Don’t you see the problem? When we arrogantly determine that meaning is understood only by using our personal experiences, sensory perception, cultural preferences and scientific theories as the basis of truth, over time we will naturally lose trust in scripture. 

Faith asks me to believe God even though I can’t see him or understand his ways. I must trust even when I can’t see his reality with my own eyes. In fact, the Bible says we see most things through the broken lens of a twisted heart (Jeremiah 17:9 & Romans 1:18-22).

Faith’s whole thrust is for me to take God at his word, and when I do it is then and only then when I will truly see.

After meditating on scripture, I knew deep in my soul I was a sinner, and I needed saving. I decided even if I don’t fully understand everything in the Bible, even how a man can be killed by a slingshot, I will still trust God. Trusting God through scripture was my only hope. So I believed. I don’t know how to scientifically prove it, nor can I verify my experiences are true empirically, but God started changing me completely.
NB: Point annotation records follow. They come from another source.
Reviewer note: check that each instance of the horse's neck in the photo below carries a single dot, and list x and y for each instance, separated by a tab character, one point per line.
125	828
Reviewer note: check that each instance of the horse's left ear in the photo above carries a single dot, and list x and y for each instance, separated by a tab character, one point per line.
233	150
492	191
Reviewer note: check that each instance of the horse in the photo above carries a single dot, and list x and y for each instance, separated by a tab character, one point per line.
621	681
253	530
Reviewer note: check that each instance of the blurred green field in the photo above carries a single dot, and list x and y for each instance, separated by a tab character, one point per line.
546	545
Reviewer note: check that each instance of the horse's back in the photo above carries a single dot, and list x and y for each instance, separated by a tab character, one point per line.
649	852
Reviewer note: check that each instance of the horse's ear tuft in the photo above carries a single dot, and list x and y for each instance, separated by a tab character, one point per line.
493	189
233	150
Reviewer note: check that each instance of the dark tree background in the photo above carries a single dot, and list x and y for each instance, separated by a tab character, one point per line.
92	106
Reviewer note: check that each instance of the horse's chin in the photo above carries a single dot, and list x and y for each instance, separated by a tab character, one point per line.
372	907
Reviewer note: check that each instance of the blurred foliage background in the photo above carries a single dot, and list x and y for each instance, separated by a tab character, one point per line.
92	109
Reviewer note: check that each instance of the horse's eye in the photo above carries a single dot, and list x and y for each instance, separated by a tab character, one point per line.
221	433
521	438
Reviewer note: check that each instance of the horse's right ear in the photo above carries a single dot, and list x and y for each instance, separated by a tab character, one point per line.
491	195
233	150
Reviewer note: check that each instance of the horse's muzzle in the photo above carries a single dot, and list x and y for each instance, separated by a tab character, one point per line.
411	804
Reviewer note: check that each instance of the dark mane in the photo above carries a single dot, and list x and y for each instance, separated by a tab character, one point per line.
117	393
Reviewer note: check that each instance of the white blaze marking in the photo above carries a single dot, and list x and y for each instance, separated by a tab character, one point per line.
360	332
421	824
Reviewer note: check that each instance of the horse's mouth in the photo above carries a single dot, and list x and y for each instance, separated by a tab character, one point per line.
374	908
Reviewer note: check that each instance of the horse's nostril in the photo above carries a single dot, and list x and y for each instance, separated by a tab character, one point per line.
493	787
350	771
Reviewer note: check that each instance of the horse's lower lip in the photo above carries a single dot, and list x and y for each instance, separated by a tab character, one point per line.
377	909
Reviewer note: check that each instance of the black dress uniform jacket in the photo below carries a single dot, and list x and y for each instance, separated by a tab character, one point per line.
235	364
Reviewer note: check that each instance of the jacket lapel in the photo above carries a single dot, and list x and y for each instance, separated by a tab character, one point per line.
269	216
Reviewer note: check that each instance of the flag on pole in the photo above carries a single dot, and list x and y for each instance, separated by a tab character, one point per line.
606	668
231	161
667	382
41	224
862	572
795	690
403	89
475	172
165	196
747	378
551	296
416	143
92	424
A couple of years after I handed my life over to Jesus, my brother brought me into the backyard to show me something. He said, “Chris, I was reading up on David’s slingshot and I found out something very interesting. I learned how to make it and I’ve been practicing with it for the past couple of days. In fact, I am quite good at it. But I must warn you, it is lethal.”

He pulled out two long strings from his pocket with a leather pouch tied to both ends. He picked up a large stone and started swinging it fiercely around his head. “Chris, stand back and look at that tree.” After about ten rotations around his head, he let the rock fly, “Wham!” It slammed into the trunk of a large oak tree putting a giant pockmark an inch deep in the bark.

(For an example of David’s sling, follow this link: 

He taught me how to use it properly and you could feel the power building with each rotation of the rock. It was nothing like my silly Avallone Pharmacy slingshot. 

I let go of the string and the rock whizzed through the sky scaring away every squirrel in the vicinity. No more mocking from those pesky tree climbers!

I learned something that day – – I didn’t know what I thought I knew. And neither do you. One of the most stunning portions of scripture is when God confronts a man named Job asking him to consider a few questions. Job 38:1-2 opens like this…

“Who is this that darkens counsel by words without knowledge?
Dress for action like a man;
I will question you, and you make it known to me.
“Where were you when I laid the foundation of the earth?”

Tell me Mr. Evolutionist, where were you? 

At the end of the book, Job is brought to his knees in abject humility. He is rendered speechless before the wisdom and majesty of God. Faith believes this God actually exists. And if he exists, don’t you think you need to be a little more careful about how much you doubt his wisdom, and proclaim to others what you think you actually know?

God’s word is true, David was real, so was his slingshot, and so was Goliath’s severed head lying in a pool of his own blood.